En substance, l'Europe attend, en échange des réductions de subventions et droits de douane agricoles, que les grands pays émergents comme le Brésil, l'Inde ou la Chine ouvrent davantage leurs marchés aux produits industriels et aux services. Problème de taille : même au sein de l'UE, chacun arrive avec ses intérêts particuliers et les positions sont souvent bien tranchées.
L'héritage du "non"
Les Irlandais, très attachés aux questions agricoles, défendront ainsi une "position forte" sur ce sujet, a prévenu le ministre irlandais des Affaires européennes. Parmi les raisons qui ont conduit les Irlandais à voter "non" au référendum sur le traité de Lisbonne, figure la crainte des agriculteurs irlandais qu'un accord à l'OMC ne menace l'élevage bovin et la production laitière du pays. Et pour convaincre l'Irlande de revenir sur son "non", l'Europe doit faire en sorte qu'elle ne soit pas trop perdante.

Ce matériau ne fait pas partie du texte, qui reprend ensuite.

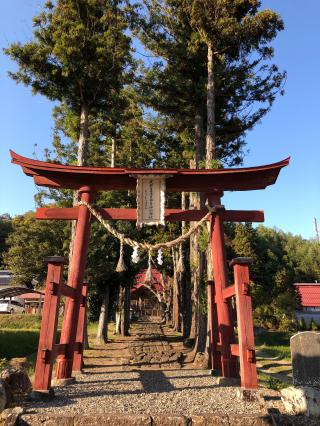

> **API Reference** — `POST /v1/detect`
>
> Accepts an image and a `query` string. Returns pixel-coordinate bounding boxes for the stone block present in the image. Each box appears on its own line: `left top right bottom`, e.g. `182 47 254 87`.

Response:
1 367 32 394
1 407 24 426
152 414 189 426
229 414 273 426
290 331 320 387
191 414 229 426
0 379 12 413
280 386 320 417
73 414 152 426
217 377 240 386
30 388 55 402
19 414 74 426
51 377 76 387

L'agriculture est pourtant secondaire pour d'autres. Le secrétaire d'Etat allemand chargé du Commerce, a précisé dès son arrivée que l'Allemagne "veut défendre ses intérêts" industriels. La secrétaire d'Etat française au Commerce extérieur, a estimé pour sa part que l'Europe ne pourrait pas aller plus loin dans les compromis en matière agricole dans les négociations à l'OMC, réclamant en contrepartie des "signes" des pays émergents. Anne-Marie Idrac s'inscrit dans la droite ligne des propos de Nicolas Sarkozy qui s'écharpe depuis quelques semaines avec le commissaire européen au Commerce Peter Mandelson, l'homme qui négocie à l'OMC au nom de l'Union Européenne
"Autel du libéralisme mondial"
Le président français, qui porte la double casquette des présidences française et européenne, a encore répété la semaine dernière que "le compte n'y est pas". Il reproche à Peter Mandelson d'avoir fait trop de concessions en matière agricole et de ne pas en avoir obtenus suffisamment en échange. Nicolas Sarkozy avait auparavant indiqué qu'il ne "laisserait pas faire" un accord à l'OMC qui sacrifierait la production agricole "sur l'autel du libéralisme mondial", et entraînerait, selon lui, la suppression de 100.000 emplois et une baisse de 20% de la production agricole européenne. Des chiffres contestés par Bruxelles.
Peter Mandelson a voulu rassurer après ces bisbilles avec la présidence française, en affirmant jeudi que l'Europe "ne pouvait accepter et n'accepterait pas un accord que nous ne pouvons pas défendre chez nous". Il a toutefois estimé que "les chances de parvenir à un accord" global à l'OMC "s'améliorent" même s'il "n'est pas encore dans la poche". "Cela va être difficile, mais je pense que c'est faisable", a-t-il conclu. Même si l'Europe réussissait à serrer les rangs, les chances de succès la semaine prochaine paraissent limitées. La réunion de lundi est considérée comme la dernière chance de conclure près de sept années de négociation du cycle de Doha sur la baisse des barrières douanières dans le monde. Faute d'accord, sept années pour rien.